HARRIS CORPORATION, a corporation organized and existing under and by virtue of the General Corporation Law of the State of Delaware (the “Corporation”), DOES HEREBY CERTIFY:

FIRST: That at a meeting of the Board of Directors of the Corporation, resolutions were duly adopted setting forth a proposed amendment to the Restated Certificate of Incorporation of the Corporation, declaring said amendment to be advisable and directing that said amendment be submitted to the stockholders of the Corporation for approval and adoption. Said amendment approved by the Board of Directors was to add a new Article THIRTEENTH to the Restated Certificate of Incorporation of the Corporation, which new Article THIRTEENTH reads in its entirety as follows:

“THIRTEENTH: Special meetings of stockholders of this corporation may be called at any time by, but only by, the board of directors of this corporation or, as and to the extent required by the by-laws of this corporation, by the Secretary of this corporation upon the written request of the holders of record of not less than 25% of the voting power of all outstanding shares of Common Stock of this corporation, such voting power to be calculated and determined in the manner specified, and with any limitations as may be set forth, in this corporation’s by-laws. Each special meeting shall be held at such date, time and place either within or without the State of Delaware as may be stated in the notice of the meeting.”

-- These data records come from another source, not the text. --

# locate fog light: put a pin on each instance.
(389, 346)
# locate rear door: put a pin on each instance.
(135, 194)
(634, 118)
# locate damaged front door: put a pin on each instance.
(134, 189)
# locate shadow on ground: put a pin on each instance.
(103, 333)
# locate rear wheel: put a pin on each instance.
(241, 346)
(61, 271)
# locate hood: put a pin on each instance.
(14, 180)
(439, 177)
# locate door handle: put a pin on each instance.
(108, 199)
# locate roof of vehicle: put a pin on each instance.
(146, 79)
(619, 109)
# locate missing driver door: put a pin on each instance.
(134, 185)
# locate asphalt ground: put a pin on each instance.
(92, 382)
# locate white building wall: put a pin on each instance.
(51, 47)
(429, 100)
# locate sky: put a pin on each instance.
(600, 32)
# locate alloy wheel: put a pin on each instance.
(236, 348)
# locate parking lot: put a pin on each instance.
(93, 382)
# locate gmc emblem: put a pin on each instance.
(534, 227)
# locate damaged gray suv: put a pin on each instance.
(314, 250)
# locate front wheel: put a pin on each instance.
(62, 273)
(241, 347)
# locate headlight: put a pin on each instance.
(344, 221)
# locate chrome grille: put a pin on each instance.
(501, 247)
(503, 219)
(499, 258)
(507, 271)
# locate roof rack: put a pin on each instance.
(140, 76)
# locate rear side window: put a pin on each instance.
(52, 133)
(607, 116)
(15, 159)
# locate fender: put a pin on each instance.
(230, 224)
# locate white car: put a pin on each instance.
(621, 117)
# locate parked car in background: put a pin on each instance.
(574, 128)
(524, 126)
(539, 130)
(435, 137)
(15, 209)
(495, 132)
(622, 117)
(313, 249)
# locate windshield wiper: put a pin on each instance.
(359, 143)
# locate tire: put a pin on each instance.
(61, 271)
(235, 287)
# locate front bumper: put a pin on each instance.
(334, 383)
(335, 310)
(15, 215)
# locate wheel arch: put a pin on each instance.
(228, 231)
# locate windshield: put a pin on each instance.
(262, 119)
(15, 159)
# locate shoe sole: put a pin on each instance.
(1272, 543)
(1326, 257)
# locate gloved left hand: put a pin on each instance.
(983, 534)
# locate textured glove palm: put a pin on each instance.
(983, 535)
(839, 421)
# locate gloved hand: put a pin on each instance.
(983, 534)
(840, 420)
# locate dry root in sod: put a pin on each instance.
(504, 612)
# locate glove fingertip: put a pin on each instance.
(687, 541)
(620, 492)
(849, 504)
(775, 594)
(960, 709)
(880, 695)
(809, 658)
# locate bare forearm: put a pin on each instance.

SECOND: That thereafter, pursuant to the resolutions of the Board of Directors, the proposed amendment was submitted to the stockholders of the Corporation for consideration at the 2012 Annual Meeting of Shareholders, upon notice in accordance with Section 222 of the General Corporation Law of the State of Delaware, and at such meeting a majority of the outstanding stock entitled to vote thereon was voted in favor of the amendment.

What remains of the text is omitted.